There is no convincing evidence that any cancers other than lung cancer are associated with exposure to radon. There is consistent evidence of a substantially elevated risk of lung cancer among Canadians exposed to radon in certain occupational settings, particularly among uranium miners who received radon doses significantly above background doses. The decrease in the number of miners engaged in uranium mining activities and the increasing awareness of the risk (which has resulted in personal exposure monitoring of these workers and government-regulated dose limits, in conjunction with improved ventilation in the mines) should result in a decrease in the risk of lung cancer associated with radon. Given these changes and the relative few employed in the high risk occupations, workplace exposure to radon likely contributes very little to the overall risk to Canadians.

The Environmental Protection Association (EPA) used Lubin and Boice’s meta-analysis77b to estimate that residential radon exposure results in between 7,000 and 30,000 lung cancer deaths per year in the United States. The UNSCEAR 2000 Report88a also summarized the literature and noted the effect of errors in assessing exposure to indoor radon and concluded that greater statistical precision in estimating risk is required before conclusions are drawn about the magnitude of the health risk.

In the United States, the EPA has recommended that action be taken to reduce residential radon concentrations when they exceed 148 Bq/m3. The BEIR VI Committee has calculated that the contribution to the attributable risk of radon levels above this action point was 30 percent of lung cancer deaths. If radon mitigation efforts were completely effective at reducing high radon levels to below the recommended action level, then the total reduction in lung cancer mortality would be 3 to 4 percent (i.e., 30 percent of the 12-14 percent of lung cancers attributable to radon) in the United States. In Canada, the recommended action level was reduced from 800 to 200 Bq/m3 in 2006 and officially adopted in 2007. ICRP-65 recommends a radon action level between 200 and 600 Bq/m3.89 Most countries have adopted an action level for new homes of 200 Bq/m3.88b Based on a risk model developed by the EPA, radon has been estimated to be responsible for over fifteen hundred cases of lung cancer a year in Canada.90a Brand has used the BEIR-VI analysis in a Canadian context to estimate the population attributable risk for lung cancer mortality associated with radon at 8% (95% CI: 4%-14%).91a

In the case of radon, government-mandated remediation below these recommended levels is considered too difficult and costly when there are techniques available to homeowners to reduce radon concentrations.
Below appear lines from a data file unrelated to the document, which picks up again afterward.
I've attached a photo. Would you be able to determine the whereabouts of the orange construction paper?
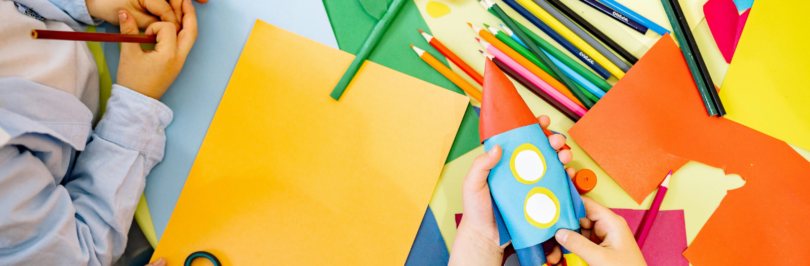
[153,21,468,265]
[569,36,810,265]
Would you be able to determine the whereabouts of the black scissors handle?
[184,251,222,266]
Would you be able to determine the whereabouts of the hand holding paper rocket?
[480,60,585,265]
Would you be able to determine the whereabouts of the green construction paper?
[324,0,481,162]
[359,0,391,20]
Based on its interpretation of the available data, the EPA in the United States has begun to inform the US public about the potential risk of lung cancer due to radon in the residential setting. A guide has been produced to inform physicians about the risk of lung cancer from radon. In this guide, the EPA states the following:

While smoking remains the number one cause of lung cancer, radon presents a significant second risk factor. That is why, in addition to encouraging patients to stop smoking, it is important for physicians to inquire about and encourage patients to test for radon in their homes.

and:

Enough data exists now, however, to be able to say with certainty that thousands of preventable lung cancer deaths annually in the United States are attributable to indoor residential exposure to radon.58b

Health Canada has produced a similar guide for homeowners.57b A number of techniques are available to homeowners to reduce radon concentrations in their homes. These techniques, which are of modest cost, can be effective in reducing radon levels to approximately 75 Bq/m3.58c This is half the action level recommended by the EPA, indicating that the EPA recommendations are achievable.

The reduction of the Canadian-recommended action levels, taking into account the most recent evidence regarding the association between lung cancer and radon exposure in the residential setting, appears warranted.